A recent NLRB decision once again demonstrates that intuition and logical conclusions are no substitute for documentation of supervisory acts when it comes to classifying employees as supervisors under the NLRA. At issue this time was a registered nurse whom the employer hired to assign and supervise the work of other nurses during shifts in which no other management is present. Like the tugboat captain in 2015 and the security guard lieutenant in 2016, the NLRB held the RN was not a supervisor.
The case involved a union’s efforts to organize a hospital’s employees. The employer argued that Patient Care Coordinators (PCCs), the RN position described above, were “supervisors” under the NLRA. If the PCCs were indeed supervisors, then they could be excluded from the bargaining unit.
An employee is a supervisor under the NLRA if the employee exercises, or effectively recommends the exercise of, at least one of 12 powers while using “independent judgment” in the “interest of the employer.” The employer relied upon three specific powers: the PCC’s ability to assign work to employees, their responsibility for directing work of other employees, and their power to discipline, suspend and even terminate other employees.
With most things in life, timing is essential. That certainly held true for the employer in this instance. The NLRB held that the employer failed to provide concrete examples demonstrating the use of supervisory powers by the PCCs. The employer’s lack of such examples, however, could have had something to do with the fact that the PCC position had only existed for about 3½ months prior to the election petition. There was a job description that clearly laid out supervisory powers, but there had not been (not surprisingly) much opportunity for the PCCs to exercise the authority the job description granted.
The employer attempted to use e-mails the PCCs sent reminding employees to do certain tasks. But, the NLRB discredited these because they were mass e-mails and gave no direct supervisory instruction to particular persons. The PCC’s ability to assign work was both acknowledged but discredited by the Board, because in many situations, only one other nurse worked in addition to the PCC. According to the Board, this arrangement meant that assigning work to that nurse was an “obvious and self-evident choice,” not requiring the use of independent judgment.
While the employer’s Vice President testified that PCC’s are accountable for, and do “responsibly direct” the other nurses, there was again no documentary evidence to suggest that PCCs were held accountable for the work of employees that they directed. Similarly, no documentation existed of the PCCs disciplinary power, mainly because no other nurses had been hired or fired in the short months after the creation of the position, but before the union election petition.
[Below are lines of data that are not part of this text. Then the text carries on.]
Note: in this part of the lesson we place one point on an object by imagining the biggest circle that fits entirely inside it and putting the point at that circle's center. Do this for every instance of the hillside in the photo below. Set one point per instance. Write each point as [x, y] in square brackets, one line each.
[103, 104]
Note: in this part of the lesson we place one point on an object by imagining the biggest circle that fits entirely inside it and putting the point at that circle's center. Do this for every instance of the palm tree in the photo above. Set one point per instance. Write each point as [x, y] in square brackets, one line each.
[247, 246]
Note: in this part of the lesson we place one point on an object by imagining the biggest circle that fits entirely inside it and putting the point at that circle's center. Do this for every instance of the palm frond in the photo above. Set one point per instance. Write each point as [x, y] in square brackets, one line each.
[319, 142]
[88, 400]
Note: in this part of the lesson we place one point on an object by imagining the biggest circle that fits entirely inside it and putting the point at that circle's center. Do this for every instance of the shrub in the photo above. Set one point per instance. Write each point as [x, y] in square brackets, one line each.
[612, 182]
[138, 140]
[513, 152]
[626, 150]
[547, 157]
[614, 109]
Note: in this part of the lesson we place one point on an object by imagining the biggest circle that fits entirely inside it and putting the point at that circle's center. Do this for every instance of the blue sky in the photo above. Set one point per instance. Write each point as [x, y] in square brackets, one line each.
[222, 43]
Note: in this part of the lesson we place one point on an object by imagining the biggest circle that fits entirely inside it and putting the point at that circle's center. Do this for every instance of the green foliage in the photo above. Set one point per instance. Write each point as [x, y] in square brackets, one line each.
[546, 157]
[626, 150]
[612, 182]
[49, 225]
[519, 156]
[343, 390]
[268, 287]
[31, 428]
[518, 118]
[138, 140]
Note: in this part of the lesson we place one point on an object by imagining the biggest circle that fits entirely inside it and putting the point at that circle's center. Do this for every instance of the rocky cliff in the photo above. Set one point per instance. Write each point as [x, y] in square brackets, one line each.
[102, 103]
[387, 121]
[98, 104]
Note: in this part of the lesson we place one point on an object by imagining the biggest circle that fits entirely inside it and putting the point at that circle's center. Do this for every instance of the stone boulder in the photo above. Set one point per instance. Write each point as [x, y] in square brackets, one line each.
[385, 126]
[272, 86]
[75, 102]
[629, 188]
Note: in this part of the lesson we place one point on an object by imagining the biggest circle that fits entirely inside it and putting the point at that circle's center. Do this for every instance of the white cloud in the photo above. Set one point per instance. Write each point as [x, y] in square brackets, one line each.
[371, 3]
Member Miscimarra (R) dissented, arguing that the majority’s holding failed “the common sense test.” Looking to the reality of the hospital’s operations as opposed to its formal documentation, Miscimarra found it self-evident that any employee who was the only person present in the facility with any authority to make patient care decisions “from 7 p.m. to 8 a.m., Monday through Friday, and every weekend” should easily qualify as a supervisor. Member Miscimarra further reasoned, among other points, that if a new patient in critical condition arrives at the hospital after hours, “someone has to be in charge,” and that someone is clearly the PCC.
For the labor professional, there will be no good substitute for the documentation of the exercise of supervisory authority. Job descriptions are certainly a helpful staring point, but will not be sufficient by themselves. This most recent case underscores these general principles, even when the position is newly created.